On the convention floor, sessions start and end with interfaith prayer, but in the "DemPalooza" expo across town, things are more competitive, with numerous faith groups jostling for attention.
Most aren't proselytizing -- the goal tends to be getting religious people to vote, rather than getting voters to be religious.
"We're trying to convince Catholic voters that they're not going to go to Hell if they vote for a Democrat," said Patrick Carolan, the founder of Catholics Vote for Common Good.
The United States is overwhelmingly Christian -- two-thirds of the population identify with the world's largest religion -- and white members of the faith tend to be staunchly conservative.
But Carolan notes that the vote share for Republican White House nominee and former president Donald Trump among white Catholics was down to about 50 percent in 2020, from 65 percent in 2016.
His group has been on the ground in battleground states, pushing the flock to see that "being Catholic is more than just abortion" and that they should prioritize candidate quality over that single issue.
Muslim voters
Meanwhile, the US Council of Muslim Organizations Candidate Action Network has been busy on the expo floor spreading the word about its "one million Muslim voters" registration drive.
Volunteer Ayoub Razick said the work was an attempt to reverse the political disengagement that resulted from bigotry directed at the community after the September 11, 2001, attacks by Al-Qaeda.
"That sort of demonization still goes on today, but we're kind of past that, right?" he said.
"It's not 2016 anymore, it's 2024 and we're in this position where we're trying to organize the Muslim vote... and essentially increase Muslim voter turnout in this election and future elections."
At the stall immediately next door, the Center for Freethought Equality was signing up converts to its mission to get people elected into office who will promote the rights of non-believers.
The Public Religion Research Institute released a poll last year showing that church attendance is declining among Americans, with one-third now saying religion is not important to them at all.

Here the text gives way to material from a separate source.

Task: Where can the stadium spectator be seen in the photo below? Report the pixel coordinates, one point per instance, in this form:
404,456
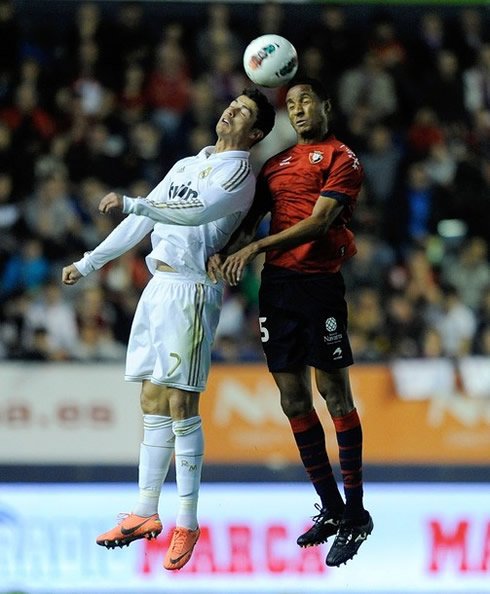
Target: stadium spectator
76,97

"We try to make sure that people get elected that will do things like support the separation of church and state," and make sure that they don't put one specific religious doctrine into law, like Christian nationalists are trying to do," said Howard Katz, the group's president.
Faith required?
There is a maxim in US politics that it is difficult to make it to public office if you do not at least pay lip service to the importance of faith.
Katz says the idea that you can't get ahead in politics unless you profess to be religious is "fading."
But try telling that to the Democratic Party, which has been wearing its faith on its sleeve in Chicago.
The star of the show, presidential nominee Kamala Harris, is a Baptist who often talks in public about the lessons of religion, while her running mate Tim Walz calls himself a "Minnesota Lutheran."
Speaker after speaker on the convention floor -- from South Carolina congressman Jim Clyburn to Kentucky Governor Andy Beshear and Georgia Senator Raphael Warnock of Georgia -- have referenced scripture.
Trump himself has done a masterful job of winning and keeping white evangelical support, but is not a churchgoer and is occasionally accused of pandering in his ostentatious displays of faith.
He came in for harsh criticism recently as he hawked $60 "God Bless the USA" Bibles and in 2020 when he posed with a Bible immediately after a harsh crackdown on protesters in front of the White House.
"I saw him holding the Bible, and endorsing a Bible -- as if it needed his endorsement," Warnock, who is also a pastor in Atlanta, said in his convention speech, earning a huge cheer.
"It says, 'Do justice, love kindness, and walk humbly with your God'," he added. "He should try reading it."